Ela puxou um fio de cabelo para trás, com tom quase entediado. "Honestamente, estou cansada de ouvir desculpas dos fracos. Devem agradecer por lhes darmos um propósito."
Mantive-me na sombra de uma coluna, silencioso, observando.
Da forma como ela falou, a crueldade casual, o desprezo absoluto, era suficiente para confirmar o que eu já suspeitava.
Esses dois não eram apenas governantes; eram parasitas. Alimentando-se do sofrimento dos povos abaixo, usando o poder como corrente, com o emblema de sua facção como uma marca.
Rockes inclinou a cabeça, os olhos se estreitando. "E as aberrações? Ouvi dizer que os números estão diminuindo em volta de Zeula. Precisam se afastar mais para alcançar as contagens."
Kim deu de ombros levemente.
"Então, vão se afastar mais. Não é problema nosso se morrem pelo caminho. Precisamos de recursos, e a Lua Negra não perdoa escassezes. Melhor perder algumas centenas de camponeses do que perder prestígio com o conselho."
Rockes assentiu, os olhos se fechando enquanto o silêncio se prolongava entre eles. Então, com um ligeiro sorriso nos lábios, disse: "Ah... seu nível aumentou."
Kim ficou tensa, só um pouco, antes de forçar um tom casual.
"Sim. As flutuações espaciais foram causadas por uma aberração usando leis espaciais. Me irritou, perdi tempo... então, enfrentei e a matei."
O sorriso de Rockes se aprofundou, sua voz suavizando com uma preocupação fingida.
"Ah, é? Deve estar cansada. Vá descansar, minha esposa."
Kim inclinou a cabeça em sinal de agradecimento, seu tom firme.
"Sim, preciso. Por favor, informe ao líder que foi um falso alarme."
Sem mais palavras, virou nos calcanhares e saiu da câmara.
Assim que a porta se fechou atrás dela, o sorriso de Rockes desapareceu.
Uma carranca se desenhou no rosto dele, e ele bateu a mão na mesa à sua frente. A madeira pesada quebrou com um estrondo ensurdecedor, estilhaços espalhando-se pelo chão.
"Filha da mãe," cuspiu, com uma voz carregada de veneno.
Começou a andar de um lado a outro pela sala, passos pesados ecoando no mármore. Observei em silêncio.
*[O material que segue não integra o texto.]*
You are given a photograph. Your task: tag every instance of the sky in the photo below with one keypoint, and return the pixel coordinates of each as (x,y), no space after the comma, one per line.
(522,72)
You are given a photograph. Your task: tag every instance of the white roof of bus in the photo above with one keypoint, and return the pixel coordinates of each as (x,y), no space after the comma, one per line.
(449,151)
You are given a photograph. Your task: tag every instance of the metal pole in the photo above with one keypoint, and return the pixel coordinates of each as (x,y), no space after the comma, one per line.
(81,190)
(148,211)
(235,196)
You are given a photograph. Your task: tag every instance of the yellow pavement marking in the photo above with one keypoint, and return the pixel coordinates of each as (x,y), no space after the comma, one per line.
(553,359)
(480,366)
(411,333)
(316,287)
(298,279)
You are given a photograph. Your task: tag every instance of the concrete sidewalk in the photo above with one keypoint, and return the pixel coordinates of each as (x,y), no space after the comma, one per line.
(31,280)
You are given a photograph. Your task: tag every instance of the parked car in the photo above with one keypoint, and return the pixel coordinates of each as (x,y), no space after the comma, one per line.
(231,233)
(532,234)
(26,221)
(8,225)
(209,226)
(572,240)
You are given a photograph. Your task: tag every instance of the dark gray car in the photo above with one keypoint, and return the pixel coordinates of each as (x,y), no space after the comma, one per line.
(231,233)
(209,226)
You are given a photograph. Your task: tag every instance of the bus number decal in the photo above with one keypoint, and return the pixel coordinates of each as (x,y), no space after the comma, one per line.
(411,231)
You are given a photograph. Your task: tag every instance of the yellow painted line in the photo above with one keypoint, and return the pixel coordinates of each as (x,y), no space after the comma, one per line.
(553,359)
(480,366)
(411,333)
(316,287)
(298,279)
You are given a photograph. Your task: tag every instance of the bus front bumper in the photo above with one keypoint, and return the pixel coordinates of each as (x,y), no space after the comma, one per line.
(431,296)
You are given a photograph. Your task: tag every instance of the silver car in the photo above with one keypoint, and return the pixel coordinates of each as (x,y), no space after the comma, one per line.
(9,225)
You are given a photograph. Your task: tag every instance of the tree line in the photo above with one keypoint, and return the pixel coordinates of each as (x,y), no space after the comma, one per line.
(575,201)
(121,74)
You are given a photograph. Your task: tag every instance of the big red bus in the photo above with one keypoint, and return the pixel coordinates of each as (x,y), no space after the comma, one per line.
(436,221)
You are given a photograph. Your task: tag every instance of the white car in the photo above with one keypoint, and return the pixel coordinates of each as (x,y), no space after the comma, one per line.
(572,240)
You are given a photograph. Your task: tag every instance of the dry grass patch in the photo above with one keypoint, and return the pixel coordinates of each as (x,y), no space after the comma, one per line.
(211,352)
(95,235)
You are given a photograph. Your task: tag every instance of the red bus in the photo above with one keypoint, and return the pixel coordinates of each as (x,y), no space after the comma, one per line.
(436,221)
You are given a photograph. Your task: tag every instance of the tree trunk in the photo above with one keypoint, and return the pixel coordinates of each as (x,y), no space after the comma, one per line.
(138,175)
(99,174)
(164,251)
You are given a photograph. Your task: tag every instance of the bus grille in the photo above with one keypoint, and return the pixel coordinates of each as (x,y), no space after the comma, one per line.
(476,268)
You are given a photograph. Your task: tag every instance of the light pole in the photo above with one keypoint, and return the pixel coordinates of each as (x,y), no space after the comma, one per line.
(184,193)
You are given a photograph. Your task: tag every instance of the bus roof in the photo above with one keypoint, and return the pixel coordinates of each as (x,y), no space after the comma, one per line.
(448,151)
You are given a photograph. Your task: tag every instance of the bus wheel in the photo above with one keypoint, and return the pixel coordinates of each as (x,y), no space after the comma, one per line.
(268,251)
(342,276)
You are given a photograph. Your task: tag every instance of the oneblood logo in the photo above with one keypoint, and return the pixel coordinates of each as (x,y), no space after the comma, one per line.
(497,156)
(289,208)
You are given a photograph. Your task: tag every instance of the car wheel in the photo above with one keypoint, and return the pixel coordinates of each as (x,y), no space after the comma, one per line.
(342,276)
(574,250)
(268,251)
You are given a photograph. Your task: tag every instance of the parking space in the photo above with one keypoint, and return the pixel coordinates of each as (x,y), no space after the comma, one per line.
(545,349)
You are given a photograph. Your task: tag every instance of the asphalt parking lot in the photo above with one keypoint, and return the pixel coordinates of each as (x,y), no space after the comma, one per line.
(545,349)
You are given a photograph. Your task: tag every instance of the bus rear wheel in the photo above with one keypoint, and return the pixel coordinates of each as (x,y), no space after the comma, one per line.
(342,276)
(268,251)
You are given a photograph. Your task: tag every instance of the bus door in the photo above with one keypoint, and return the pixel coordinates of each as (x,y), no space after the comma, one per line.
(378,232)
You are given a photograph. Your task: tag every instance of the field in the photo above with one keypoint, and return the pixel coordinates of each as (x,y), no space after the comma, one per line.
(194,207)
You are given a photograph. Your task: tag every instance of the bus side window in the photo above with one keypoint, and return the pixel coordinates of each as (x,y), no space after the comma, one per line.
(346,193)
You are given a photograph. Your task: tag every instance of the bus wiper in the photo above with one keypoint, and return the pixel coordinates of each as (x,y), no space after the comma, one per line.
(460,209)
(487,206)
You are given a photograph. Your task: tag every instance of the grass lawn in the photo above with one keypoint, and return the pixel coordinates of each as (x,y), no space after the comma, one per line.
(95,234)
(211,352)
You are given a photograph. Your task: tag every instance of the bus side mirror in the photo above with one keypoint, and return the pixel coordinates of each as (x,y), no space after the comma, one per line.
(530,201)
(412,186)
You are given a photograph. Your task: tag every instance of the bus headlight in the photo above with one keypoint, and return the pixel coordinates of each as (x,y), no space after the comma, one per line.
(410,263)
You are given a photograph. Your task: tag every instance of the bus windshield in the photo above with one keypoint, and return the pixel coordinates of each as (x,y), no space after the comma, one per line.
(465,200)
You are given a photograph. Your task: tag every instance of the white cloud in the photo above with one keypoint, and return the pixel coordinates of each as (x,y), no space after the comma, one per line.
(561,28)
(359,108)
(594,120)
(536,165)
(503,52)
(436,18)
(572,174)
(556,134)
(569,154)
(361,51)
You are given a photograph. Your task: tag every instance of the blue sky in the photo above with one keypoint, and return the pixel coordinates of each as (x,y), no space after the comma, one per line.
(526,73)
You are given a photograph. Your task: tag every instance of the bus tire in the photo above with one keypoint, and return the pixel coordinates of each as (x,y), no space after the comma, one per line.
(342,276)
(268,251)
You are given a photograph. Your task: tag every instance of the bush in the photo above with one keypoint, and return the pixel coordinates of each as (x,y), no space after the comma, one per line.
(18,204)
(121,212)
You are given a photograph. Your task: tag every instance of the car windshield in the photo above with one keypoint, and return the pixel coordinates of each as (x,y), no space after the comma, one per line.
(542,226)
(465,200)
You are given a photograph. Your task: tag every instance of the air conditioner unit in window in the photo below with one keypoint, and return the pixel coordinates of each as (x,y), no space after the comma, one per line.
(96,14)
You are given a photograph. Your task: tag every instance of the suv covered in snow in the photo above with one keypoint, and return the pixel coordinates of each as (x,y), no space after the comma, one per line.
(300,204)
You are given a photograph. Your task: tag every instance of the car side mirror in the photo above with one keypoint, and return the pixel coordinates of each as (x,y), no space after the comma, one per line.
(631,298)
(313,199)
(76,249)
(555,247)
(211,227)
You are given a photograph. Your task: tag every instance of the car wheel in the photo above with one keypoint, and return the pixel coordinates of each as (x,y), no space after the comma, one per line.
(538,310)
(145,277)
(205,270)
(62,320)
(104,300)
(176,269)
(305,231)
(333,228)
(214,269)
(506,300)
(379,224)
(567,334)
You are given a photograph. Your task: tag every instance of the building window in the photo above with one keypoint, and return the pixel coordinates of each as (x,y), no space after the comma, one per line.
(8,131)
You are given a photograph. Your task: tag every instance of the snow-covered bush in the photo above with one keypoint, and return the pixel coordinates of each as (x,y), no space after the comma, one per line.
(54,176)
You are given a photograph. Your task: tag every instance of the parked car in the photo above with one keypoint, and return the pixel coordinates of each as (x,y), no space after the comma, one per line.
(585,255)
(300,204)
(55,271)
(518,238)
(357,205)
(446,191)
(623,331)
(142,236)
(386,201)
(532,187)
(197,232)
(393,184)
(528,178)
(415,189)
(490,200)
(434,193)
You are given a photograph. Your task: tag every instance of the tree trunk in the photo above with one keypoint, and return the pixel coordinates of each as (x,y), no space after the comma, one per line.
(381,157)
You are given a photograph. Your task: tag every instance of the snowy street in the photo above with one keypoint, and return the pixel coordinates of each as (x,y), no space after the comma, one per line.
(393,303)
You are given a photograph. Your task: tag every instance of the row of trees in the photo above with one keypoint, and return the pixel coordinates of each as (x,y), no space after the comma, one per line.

O homem não estava bravo agora, parecia incomodado, quase cauteloso, como se estivesse refletindo alguma coisa na cabeça.
Após alguns momentos de agitação, pegou seu comunicador e discou.
"Qual é a situação, Rockes?" veio uma voz áspera, encorpada do outro lado.
"Foi um falso alarme, Harold," respondeu Rockes com tranquilidade. "Apenas uma aberração mexendo com leis espaciais."
"Uma aberração?" A voz ficou mais aguda. "Desde quando aberrações têm esse poder todo, pra balançar o próprio coração da capital?"
"Por isso, mandei a Kim," disse rapidamente. "Foi a conclusão dela."
Silêncio. Então, a voz relaxou.
"… Entendido, então."
A ligação caiu.
Rockes abaixou o dispositivo, a mandíbula apertada. Seus nós dos dedos ficaram brancos enquanto sua mão apertava até o comunicador rachar sob a pressão, o som sutil de metal se partindo preenchendo a câmara.